Project Vault is Google’s bid to rid us of passwords

Google has long said it intends to make passwords obsolete, but before last week it wasn’t clear how the company planned to achieve that feat.

At Google I/O, the Mountain View-based company showed off two new initiatives aimed at helping make Internet users more safe and secure. The first was Smart Lock for Passwords, the company’s take on a password manager. The second, and more interesting of the two, was Project Vault.

Announced on the second day of Google I/O by the company’s Advance Technologies and Projects group, the same part of Google that showed off a radar-based gesture system, Project Vault is a secure computer that fits inside of a microSD slot.

Inside of that small package is an ARM processor, 4GB of storage, an NFC chip and antenna. It’s all held together by a real-time operating system (RTOS) that presents malicious users fewer opportunities to break into the device. Any operating system that interacts with Vault will see it as a generic file system, so almost any operating system, including Android, Windows, OS X and Linux, can take advantage of its encryption capabilities. This also means that developers don’t need to do a lot of additional work to make their app to work with Vault.
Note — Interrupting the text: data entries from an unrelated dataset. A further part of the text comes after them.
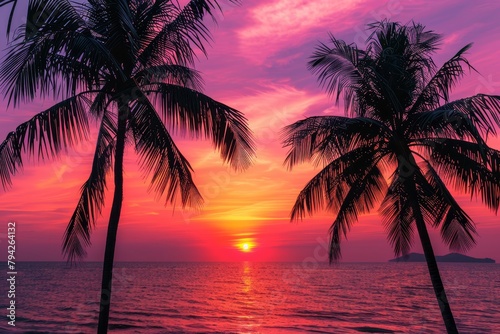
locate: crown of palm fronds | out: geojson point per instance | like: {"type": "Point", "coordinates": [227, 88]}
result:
{"type": "Point", "coordinates": [98, 57]}
{"type": "Point", "coordinates": [400, 120]}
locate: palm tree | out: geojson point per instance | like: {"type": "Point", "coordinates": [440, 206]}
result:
{"type": "Point", "coordinates": [401, 144]}
{"type": "Point", "coordinates": [127, 65]}
{"type": "Point", "coordinates": [13, 4]}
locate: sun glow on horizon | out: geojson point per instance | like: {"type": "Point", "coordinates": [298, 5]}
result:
{"type": "Point", "coordinates": [245, 244]}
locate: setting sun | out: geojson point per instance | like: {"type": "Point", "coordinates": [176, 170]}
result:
{"type": "Point", "coordinates": [245, 244]}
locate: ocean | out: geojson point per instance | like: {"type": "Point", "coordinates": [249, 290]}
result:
{"type": "Point", "coordinates": [252, 297]}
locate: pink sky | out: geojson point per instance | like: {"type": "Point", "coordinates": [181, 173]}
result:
{"type": "Point", "coordinates": [257, 64]}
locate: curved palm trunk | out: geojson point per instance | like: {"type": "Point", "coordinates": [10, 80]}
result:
{"type": "Point", "coordinates": [109, 253]}
{"type": "Point", "coordinates": [444, 306]}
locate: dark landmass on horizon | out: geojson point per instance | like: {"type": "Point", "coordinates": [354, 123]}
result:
{"type": "Point", "coordinates": [452, 257]}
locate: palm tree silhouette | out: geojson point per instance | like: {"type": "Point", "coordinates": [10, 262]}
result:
{"type": "Point", "coordinates": [13, 4]}
{"type": "Point", "coordinates": [127, 64]}
{"type": "Point", "coordinates": [400, 126]}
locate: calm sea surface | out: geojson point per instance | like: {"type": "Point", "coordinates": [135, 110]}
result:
{"type": "Point", "coordinates": [254, 298]}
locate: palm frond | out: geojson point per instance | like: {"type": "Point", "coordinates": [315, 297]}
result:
{"type": "Point", "coordinates": [77, 234]}
{"type": "Point", "coordinates": [398, 218]}
{"type": "Point", "coordinates": [457, 228]}
{"type": "Point", "coordinates": [187, 111]}
{"type": "Point", "coordinates": [469, 167]}
{"type": "Point", "coordinates": [176, 36]}
{"type": "Point", "coordinates": [443, 123]}
{"type": "Point", "coordinates": [327, 189]}
{"type": "Point", "coordinates": [160, 157]}
{"type": "Point", "coordinates": [439, 86]}
{"type": "Point", "coordinates": [44, 135]}
{"type": "Point", "coordinates": [55, 57]}
{"type": "Point", "coordinates": [338, 69]}
{"type": "Point", "coordinates": [324, 138]}
{"type": "Point", "coordinates": [170, 74]}
{"type": "Point", "coordinates": [364, 192]}
{"type": "Point", "coordinates": [483, 111]}
{"type": "Point", "coordinates": [11, 14]}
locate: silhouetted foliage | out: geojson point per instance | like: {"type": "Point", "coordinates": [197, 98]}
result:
{"type": "Point", "coordinates": [127, 65]}
{"type": "Point", "coordinates": [401, 144]}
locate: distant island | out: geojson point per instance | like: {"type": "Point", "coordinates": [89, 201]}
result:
{"type": "Point", "coordinates": [452, 257]}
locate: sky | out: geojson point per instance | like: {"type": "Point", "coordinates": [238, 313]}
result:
{"type": "Point", "coordinates": [256, 64]}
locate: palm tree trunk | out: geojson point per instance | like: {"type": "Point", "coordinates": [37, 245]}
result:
{"type": "Point", "coordinates": [109, 253]}
{"type": "Point", "coordinates": [444, 306]}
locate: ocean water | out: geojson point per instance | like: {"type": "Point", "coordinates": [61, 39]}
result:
{"type": "Point", "coordinates": [254, 298]}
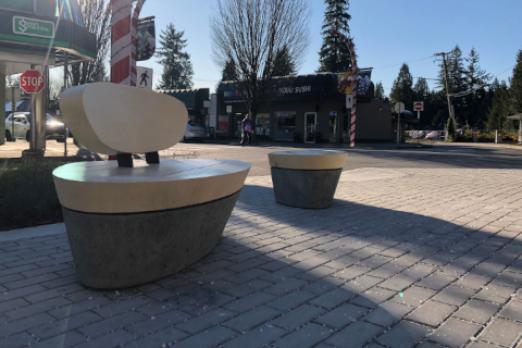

However, more than just being a minuscule computer, Vault is a new way to authenticate users without the use of a password. Vault tracks a person’s usage activity and typing patterns, as well as several other factors, to develop a so-called “Trust Score”. According to ATAP, this method of authenticating a user is 10 times more effective than a password.

ATAP has released an open source Vault development kit that developers can access on GitHub ahead of its official launch.